# Height for show dogs



## Poodlerunner (Jul 4, 2014)

So I know there is a definitive height for Standards, I believe it is 19 inches? But I'm wondering what is the considered too small in the show ring for a bitch. And, also, is it harder to finish a smaller bitch? And one more question  Is there a size which breeders hope their dog's attain? 

Just wondering 

TIA

pr


----------



## spindledreams (Aug 7, 2012)

Officially in the US anything over 15 inches is a standard. Most dogs competing in the show ring are in 21 to 26 inch size range. I don't think many folks would show a standard under 18 inches tall but don't quote me on it. I actually think the bigger dogs have more of a disadvantage then a smaller dog. They tend to look coarse and clumsy compared to the average size and smaller dogs.


----------



## AngelAviary (Aug 12, 2014)

My Stella is 24 inches and I get a lot of comments that she is a perfect size for a bitch.
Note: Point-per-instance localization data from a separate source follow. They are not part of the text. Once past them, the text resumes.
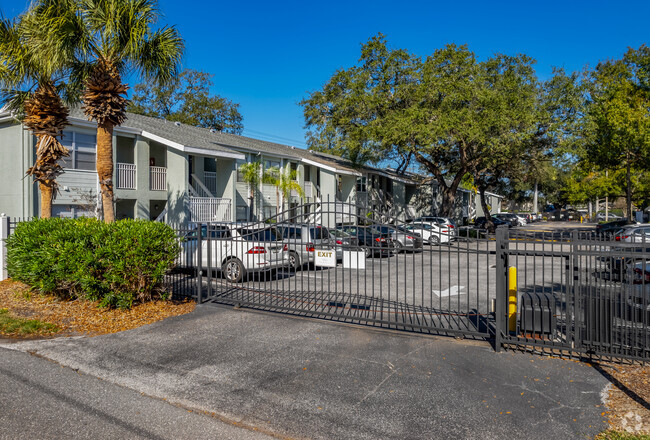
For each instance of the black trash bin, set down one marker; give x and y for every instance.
(537, 315)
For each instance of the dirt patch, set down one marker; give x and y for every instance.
(80, 317)
(628, 398)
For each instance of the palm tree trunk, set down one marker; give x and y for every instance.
(47, 194)
(105, 168)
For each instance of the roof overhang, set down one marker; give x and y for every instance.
(330, 168)
(190, 149)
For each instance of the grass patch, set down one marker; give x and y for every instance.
(21, 327)
(621, 435)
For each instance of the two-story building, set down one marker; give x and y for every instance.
(181, 173)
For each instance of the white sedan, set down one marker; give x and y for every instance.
(431, 233)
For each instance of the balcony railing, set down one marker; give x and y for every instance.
(210, 180)
(125, 176)
(309, 189)
(158, 178)
(209, 209)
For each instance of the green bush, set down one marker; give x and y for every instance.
(116, 264)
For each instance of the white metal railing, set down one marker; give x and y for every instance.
(158, 178)
(309, 189)
(200, 188)
(411, 212)
(210, 178)
(209, 209)
(125, 176)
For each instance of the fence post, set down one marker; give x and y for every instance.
(501, 286)
(199, 263)
(4, 233)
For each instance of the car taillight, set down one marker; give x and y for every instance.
(641, 277)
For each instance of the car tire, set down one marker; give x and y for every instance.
(233, 270)
(294, 261)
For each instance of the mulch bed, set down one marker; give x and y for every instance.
(628, 400)
(81, 317)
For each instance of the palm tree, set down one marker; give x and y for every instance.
(28, 89)
(285, 181)
(109, 38)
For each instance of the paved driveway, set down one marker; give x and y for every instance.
(303, 378)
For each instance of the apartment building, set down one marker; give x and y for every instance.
(179, 173)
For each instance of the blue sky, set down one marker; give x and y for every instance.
(267, 56)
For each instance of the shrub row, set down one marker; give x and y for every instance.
(117, 264)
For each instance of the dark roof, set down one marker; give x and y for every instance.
(204, 138)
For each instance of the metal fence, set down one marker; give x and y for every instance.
(574, 292)
(569, 293)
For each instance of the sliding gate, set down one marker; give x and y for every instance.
(347, 263)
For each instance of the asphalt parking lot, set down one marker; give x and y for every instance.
(460, 276)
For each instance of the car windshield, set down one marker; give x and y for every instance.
(267, 234)
(318, 233)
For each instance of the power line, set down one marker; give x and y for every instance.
(273, 136)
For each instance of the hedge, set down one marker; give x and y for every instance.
(117, 264)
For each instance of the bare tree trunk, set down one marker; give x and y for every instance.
(105, 169)
(628, 194)
(47, 194)
(486, 210)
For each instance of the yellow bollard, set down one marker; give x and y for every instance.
(512, 298)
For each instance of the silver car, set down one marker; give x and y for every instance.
(403, 238)
(303, 240)
(639, 233)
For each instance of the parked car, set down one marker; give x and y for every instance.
(343, 241)
(481, 223)
(611, 227)
(373, 242)
(303, 241)
(431, 232)
(602, 217)
(637, 233)
(235, 249)
(445, 222)
(403, 238)
(514, 219)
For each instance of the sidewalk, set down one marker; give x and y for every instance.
(305, 378)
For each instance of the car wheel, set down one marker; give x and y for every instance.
(233, 270)
(294, 261)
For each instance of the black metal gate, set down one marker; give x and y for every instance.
(348, 263)
(566, 293)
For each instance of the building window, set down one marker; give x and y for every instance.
(271, 164)
(240, 175)
(362, 184)
(83, 150)
(293, 169)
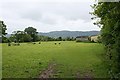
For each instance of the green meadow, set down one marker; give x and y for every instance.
(72, 59)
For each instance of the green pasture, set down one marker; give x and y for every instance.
(29, 60)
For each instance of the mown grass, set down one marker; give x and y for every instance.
(28, 60)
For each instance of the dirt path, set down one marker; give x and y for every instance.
(49, 71)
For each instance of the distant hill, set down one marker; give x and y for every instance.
(64, 34)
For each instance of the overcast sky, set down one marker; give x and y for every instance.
(47, 15)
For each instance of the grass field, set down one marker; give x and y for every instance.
(71, 58)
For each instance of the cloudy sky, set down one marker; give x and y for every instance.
(47, 15)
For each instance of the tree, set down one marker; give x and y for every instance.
(32, 32)
(20, 36)
(108, 18)
(3, 31)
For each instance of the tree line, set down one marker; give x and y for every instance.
(29, 34)
(107, 15)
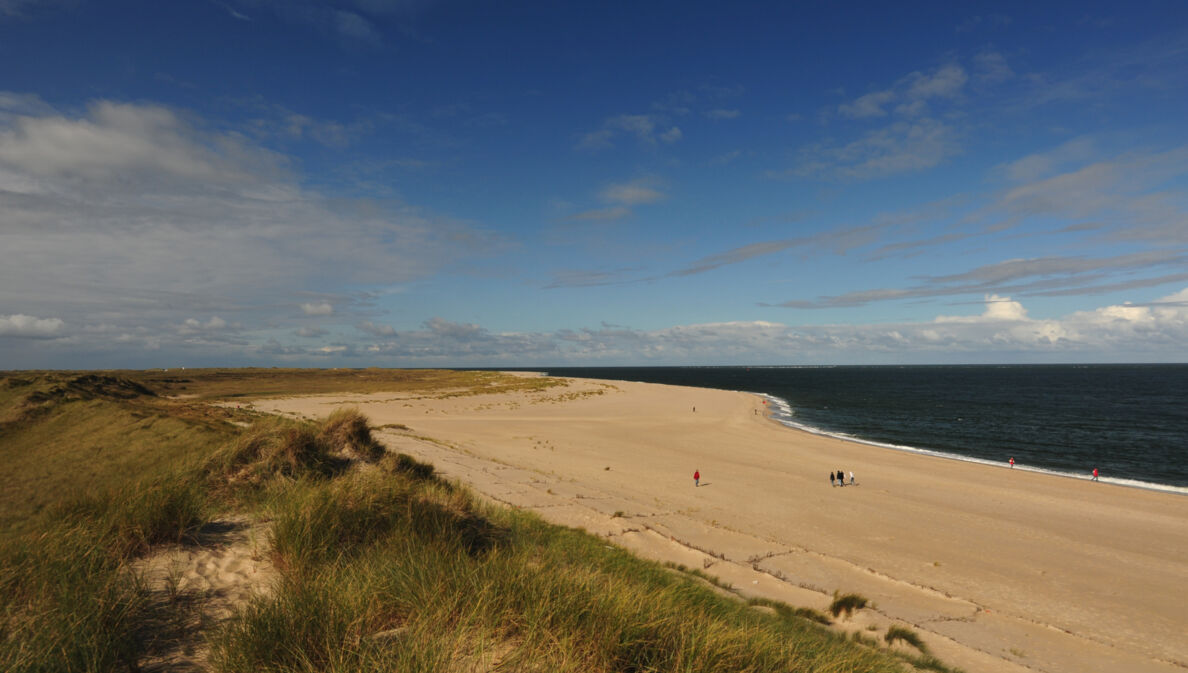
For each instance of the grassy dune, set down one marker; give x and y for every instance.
(383, 566)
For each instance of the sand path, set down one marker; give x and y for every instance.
(998, 570)
(198, 585)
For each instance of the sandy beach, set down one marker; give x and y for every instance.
(997, 568)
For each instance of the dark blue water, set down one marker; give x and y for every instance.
(1130, 421)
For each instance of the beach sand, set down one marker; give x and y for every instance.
(996, 568)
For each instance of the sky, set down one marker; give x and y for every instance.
(409, 183)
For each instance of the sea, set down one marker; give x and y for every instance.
(1129, 421)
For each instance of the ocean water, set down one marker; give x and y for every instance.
(1130, 421)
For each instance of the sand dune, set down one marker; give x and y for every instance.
(998, 570)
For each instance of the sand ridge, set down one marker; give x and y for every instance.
(998, 570)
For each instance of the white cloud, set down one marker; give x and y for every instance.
(904, 146)
(377, 329)
(144, 217)
(646, 129)
(29, 326)
(317, 308)
(620, 199)
(997, 309)
(867, 106)
(720, 113)
(945, 82)
(910, 94)
(632, 193)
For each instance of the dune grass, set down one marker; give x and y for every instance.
(384, 566)
(408, 574)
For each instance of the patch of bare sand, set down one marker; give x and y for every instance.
(997, 570)
(196, 586)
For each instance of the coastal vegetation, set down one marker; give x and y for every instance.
(379, 563)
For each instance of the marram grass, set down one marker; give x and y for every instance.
(384, 567)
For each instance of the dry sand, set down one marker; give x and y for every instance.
(997, 568)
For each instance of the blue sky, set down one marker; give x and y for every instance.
(465, 183)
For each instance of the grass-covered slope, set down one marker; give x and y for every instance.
(383, 566)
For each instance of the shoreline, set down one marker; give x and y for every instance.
(999, 570)
(1053, 472)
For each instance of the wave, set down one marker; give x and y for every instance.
(783, 413)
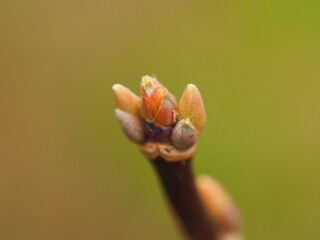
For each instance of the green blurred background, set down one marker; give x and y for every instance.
(68, 172)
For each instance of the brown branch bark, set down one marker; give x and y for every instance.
(178, 183)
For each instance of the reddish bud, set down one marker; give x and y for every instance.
(158, 105)
(131, 125)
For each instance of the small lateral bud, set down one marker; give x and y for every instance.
(184, 134)
(191, 106)
(218, 204)
(126, 100)
(231, 236)
(131, 125)
(158, 105)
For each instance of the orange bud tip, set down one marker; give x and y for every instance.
(158, 105)
(126, 100)
(191, 106)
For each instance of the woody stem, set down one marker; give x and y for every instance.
(178, 183)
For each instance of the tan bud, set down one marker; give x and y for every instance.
(191, 106)
(158, 105)
(231, 236)
(218, 204)
(126, 100)
(131, 125)
(184, 134)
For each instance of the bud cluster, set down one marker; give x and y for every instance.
(156, 116)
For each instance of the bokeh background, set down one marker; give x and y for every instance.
(68, 172)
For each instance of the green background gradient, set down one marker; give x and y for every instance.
(68, 172)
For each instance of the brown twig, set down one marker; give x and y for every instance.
(178, 183)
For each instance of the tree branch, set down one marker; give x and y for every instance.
(178, 183)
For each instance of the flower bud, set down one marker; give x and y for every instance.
(184, 134)
(218, 204)
(191, 106)
(158, 105)
(131, 125)
(126, 100)
(231, 236)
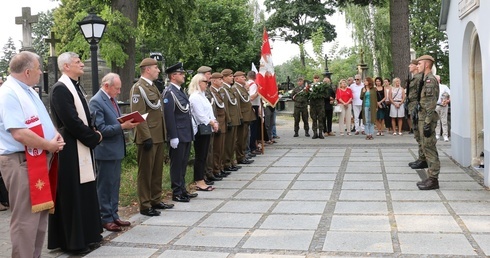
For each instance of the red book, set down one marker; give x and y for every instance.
(137, 117)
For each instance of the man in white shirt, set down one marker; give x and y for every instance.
(356, 88)
(442, 110)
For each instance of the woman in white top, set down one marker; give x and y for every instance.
(397, 110)
(202, 113)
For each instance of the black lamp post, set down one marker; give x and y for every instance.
(93, 28)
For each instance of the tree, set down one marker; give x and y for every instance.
(41, 30)
(425, 36)
(9, 50)
(296, 20)
(400, 37)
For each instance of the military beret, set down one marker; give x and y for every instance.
(204, 69)
(148, 61)
(216, 76)
(227, 72)
(178, 67)
(426, 57)
(239, 73)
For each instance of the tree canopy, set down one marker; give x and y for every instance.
(295, 21)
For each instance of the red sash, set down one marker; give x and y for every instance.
(42, 183)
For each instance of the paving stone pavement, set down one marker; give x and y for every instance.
(333, 197)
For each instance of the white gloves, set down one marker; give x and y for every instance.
(174, 143)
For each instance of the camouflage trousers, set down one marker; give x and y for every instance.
(430, 149)
(301, 112)
(416, 135)
(317, 114)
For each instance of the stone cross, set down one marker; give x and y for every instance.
(52, 44)
(26, 20)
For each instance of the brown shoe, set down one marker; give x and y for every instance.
(112, 227)
(122, 223)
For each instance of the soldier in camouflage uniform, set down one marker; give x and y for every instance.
(300, 97)
(420, 163)
(317, 96)
(428, 118)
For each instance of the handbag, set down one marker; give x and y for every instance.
(203, 129)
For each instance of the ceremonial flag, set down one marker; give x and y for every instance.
(266, 78)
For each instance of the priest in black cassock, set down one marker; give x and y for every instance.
(76, 222)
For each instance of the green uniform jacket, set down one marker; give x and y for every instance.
(300, 97)
(413, 91)
(154, 126)
(248, 114)
(374, 105)
(428, 99)
(232, 104)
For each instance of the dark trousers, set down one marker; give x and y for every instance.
(201, 147)
(327, 123)
(108, 183)
(254, 129)
(178, 165)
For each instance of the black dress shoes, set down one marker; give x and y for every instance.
(190, 195)
(150, 212)
(231, 169)
(420, 165)
(180, 198)
(162, 206)
(428, 184)
(214, 178)
(111, 226)
(245, 161)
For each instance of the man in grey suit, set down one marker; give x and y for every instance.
(110, 152)
(176, 110)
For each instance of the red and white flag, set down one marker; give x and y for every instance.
(266, 78)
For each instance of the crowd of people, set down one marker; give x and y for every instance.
(62, 168)
(365, 107)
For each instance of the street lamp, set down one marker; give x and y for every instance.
(93, 28)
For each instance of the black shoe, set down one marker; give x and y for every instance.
(150, 212)
(245, 161)
(420, 165)
(162, 206)
(231, 169)
(180, 198)
(190, 195)
(214, 178)
(430, 184)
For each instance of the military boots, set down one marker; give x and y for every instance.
(420, 165)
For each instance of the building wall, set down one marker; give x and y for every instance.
(460, 32)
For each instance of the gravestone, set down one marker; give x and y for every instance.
(26, 20)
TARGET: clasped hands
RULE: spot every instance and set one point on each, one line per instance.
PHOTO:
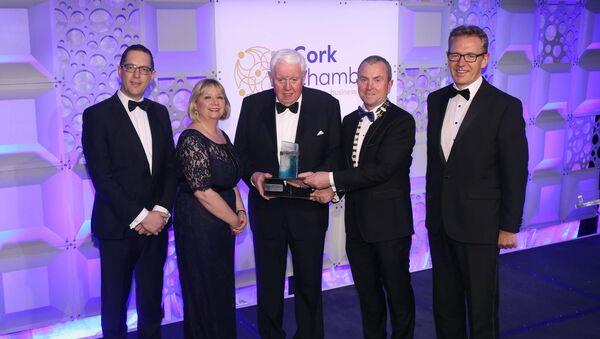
(319, 181)
(237, 224)
(152, 224)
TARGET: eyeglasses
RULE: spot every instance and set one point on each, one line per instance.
(470, 58)
(129, 68)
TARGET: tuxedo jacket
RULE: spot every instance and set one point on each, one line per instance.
(318, 136)
(377, 192)
(480, 189)
(119, 169)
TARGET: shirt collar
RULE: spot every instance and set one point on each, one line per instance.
(473, 87)
(299, 101)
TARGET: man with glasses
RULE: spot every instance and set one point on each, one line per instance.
(128, 146)
(476, 177)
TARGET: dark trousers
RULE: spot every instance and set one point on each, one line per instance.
(465, 282)
(307, 259)
(381, 271)
(145, 257)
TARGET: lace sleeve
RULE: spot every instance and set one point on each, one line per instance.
(195, 163)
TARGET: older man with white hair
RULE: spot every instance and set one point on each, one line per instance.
(289, 112)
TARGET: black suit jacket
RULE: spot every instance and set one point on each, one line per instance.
(377, 192)
(119, 169)
(318, 136)
(480, 189)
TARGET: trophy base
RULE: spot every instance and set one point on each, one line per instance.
(281, 188)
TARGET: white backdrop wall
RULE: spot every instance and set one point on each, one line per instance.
(59, 56)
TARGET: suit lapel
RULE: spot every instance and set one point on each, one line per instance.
(442, 113)
(304, 120)
(122, 119)
(268, 118)
(474, 110)
(476, 107)
(372, 131)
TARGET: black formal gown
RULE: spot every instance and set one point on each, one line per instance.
(204, 243)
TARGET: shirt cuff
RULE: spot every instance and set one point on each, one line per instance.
(159, 208)
(139, 218)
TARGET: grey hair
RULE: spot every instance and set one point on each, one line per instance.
(289, 56)
(469, 30)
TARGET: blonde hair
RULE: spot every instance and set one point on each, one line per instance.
(199, 90)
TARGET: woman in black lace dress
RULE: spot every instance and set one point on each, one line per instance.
(209, 213)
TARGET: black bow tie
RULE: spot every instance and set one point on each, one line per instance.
(362, 113)
(465, 93)
(141, 104)
(281, 107)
I also have heard anything over 15 in with Standard parents is considered a standard. Have not seen one that small myself so I don't think many have them that small out showing.


----------



## CharismaticMillie (Jun 16, 2010)

As was already stated, a standard poodle is at least 15 inches at the shoulder. Average for bitches around here seems to be 21-23 inches.


----------